The Courage to Tell All My Heart by Jori Lichtman
Jori Lichtman is a 2015 Momentum Trip Participant with the Village Shul.
I've never thought of myself as a courageous person. I wouldn’t say I’m afraid or cowardly, but courage isn’t one of the main words I’d associate with myself. The past few weeks, and with a new definition of courage in hand, however, I’m proud of the courage I’ve demonstrated, especially as my words that weren’t so easy to let out in a society where vulnerability is a scary thing, resulted in positive outcomes. The courage I’m talking about is not the heroic save-someone-from-a-burning-building-or-perform-a-daring-stunt kind. I’m talking about the courage Brené Brown talks about in her book, The Gifts of Imperfection, the same book I’ve mentioned at least once before. Ms. Brown writes:
“Courage is a heart word. The root of the word courage is cor – the Latin word for heart. In one of its earliest forms, the word courage meant ‘To speak one's mind by telling all one's heart.’ Over time, this definition has changed, and today, we typically associate courage with heroic and brave deeds. But in my opinion, this definition fails to recognize the inner strength and level of commitment required for us to actually speak honestly and openly about who we are and about our experiences – good and bad.”
A few weeks ago, after a few months of my 9-year-old daughter resisting the idea of a play date with a friend – a friend who she was once very close with – I knew it was time to get to the bottom of things. I suspected that there was likely a misunderstanding at the heart of the issue and that if the moms could agree on a way to help the girls begin a dialogue and perhaps communicate some of their feelings, the girls’ friendship would likely start to blossom again. It wasn’t easy to pick up the phone and call the other mom, and “tell my heart.” Even though I had no intention of starting the dialogue in a confrontational way, and I was simply going to talk to her, parent to parent, and explain that I felt something was “off” with the girls’ friendship, I had no way of knowing how she would react to me even calling and wanting to talk about it. I should mention that I’m VERY much the type of person who, when there is a conflict or a disagreement with anyone in my life, wants to talk things out in person, rather than allow the pain, discomfort, and tension to grow inside of me and drive a wedge between me and the other person. It’s physically painful for me to have conflict build up around me. I suspect I am not alone. Luckily, my worries immediately faded away and I knew I had done the right thing by speaking my heart when, within seconds of our conversation beginning, she said she was relieved I called and wanted to talk about it too. We talked maturely, mom to mom, without any blame or awkwardness. We listened to each other respectfully and both had the same goal in mind: to clear up any confusion, encourage the girls to acknowledge and apologize if there were any hurt feelings on either end, and ultimately, let the girls’ friendship take its course with any misunderstandings now behind them. We agreed on an idea to help the girls communicate, which involved the girls, the moms, and a spontaneous weeknight dinner. About halfway through dinner, the girls felt safe to giggle and goof around and let each other back in their lives — and their hearts.

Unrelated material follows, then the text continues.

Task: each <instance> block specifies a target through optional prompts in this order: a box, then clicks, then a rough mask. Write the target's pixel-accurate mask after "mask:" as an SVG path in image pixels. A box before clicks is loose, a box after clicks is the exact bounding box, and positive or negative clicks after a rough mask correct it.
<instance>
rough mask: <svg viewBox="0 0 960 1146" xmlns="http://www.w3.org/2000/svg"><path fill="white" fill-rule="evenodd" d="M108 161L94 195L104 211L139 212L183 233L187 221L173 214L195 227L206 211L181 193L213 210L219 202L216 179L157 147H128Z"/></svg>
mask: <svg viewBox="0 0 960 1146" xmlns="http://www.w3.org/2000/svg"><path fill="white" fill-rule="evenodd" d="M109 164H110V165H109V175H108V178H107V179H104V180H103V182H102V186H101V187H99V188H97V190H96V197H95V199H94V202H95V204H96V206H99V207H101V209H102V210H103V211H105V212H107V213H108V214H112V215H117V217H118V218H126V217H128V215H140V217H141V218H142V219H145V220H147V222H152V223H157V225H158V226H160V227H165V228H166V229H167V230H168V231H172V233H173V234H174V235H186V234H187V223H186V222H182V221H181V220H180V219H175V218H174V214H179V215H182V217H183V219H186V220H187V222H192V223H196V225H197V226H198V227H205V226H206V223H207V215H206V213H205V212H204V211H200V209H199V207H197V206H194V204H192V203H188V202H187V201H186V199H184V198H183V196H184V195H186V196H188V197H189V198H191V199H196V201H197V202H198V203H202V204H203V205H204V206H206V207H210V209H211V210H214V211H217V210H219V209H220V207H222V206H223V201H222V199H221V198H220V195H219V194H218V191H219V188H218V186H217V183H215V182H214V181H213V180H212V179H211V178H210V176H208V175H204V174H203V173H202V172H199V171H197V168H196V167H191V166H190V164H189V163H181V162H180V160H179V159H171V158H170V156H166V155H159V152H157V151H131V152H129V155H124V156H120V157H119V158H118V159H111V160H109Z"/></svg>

While I keep my late Bubbie’s words close to my heart – Little kids, little problem, big kids, big problems — and while I know this is one of many challenges that will arise involving my children (and many challenges that won’t, of course) that will require me to dig deep for my courage and my ability to speak my heart, I have to say it was an amazing feeling, and a huge weight was lifted.
Just this week, I dug for that courage again. This time, due to a more sensitive circumstance, getting the words out was harder. I was nervous and scared to tell my heart. I was even physically shaking a bit. But I dug really deep and, once again, I found it. Afterwards, when I was by myself, I couldn’t hold back my tears. I don’t even know what was causing them. I don’t know if they were tears of relief, joy, or emotional exhaustion. I guess it doesn’t really matter. What matters is that I found the courage inside of me and another weight was lifted.
When I look at the Lion in The Wizard of Oz now, with Ms. Brown’s definition of courage in mind, I think he had the courage he was looking for all along. He wasn’t afraid to tell his heart and he even put himself out there by asking to join Dorothy on her journey to meet the Wizard. And he also wasn’t afraid to admit his shortcomings. To me, those are pretty courageous acts right there.
I can only hope G-d gives me the strength when I need to dig deep for my courage, because I believe only good can come of telling my heart.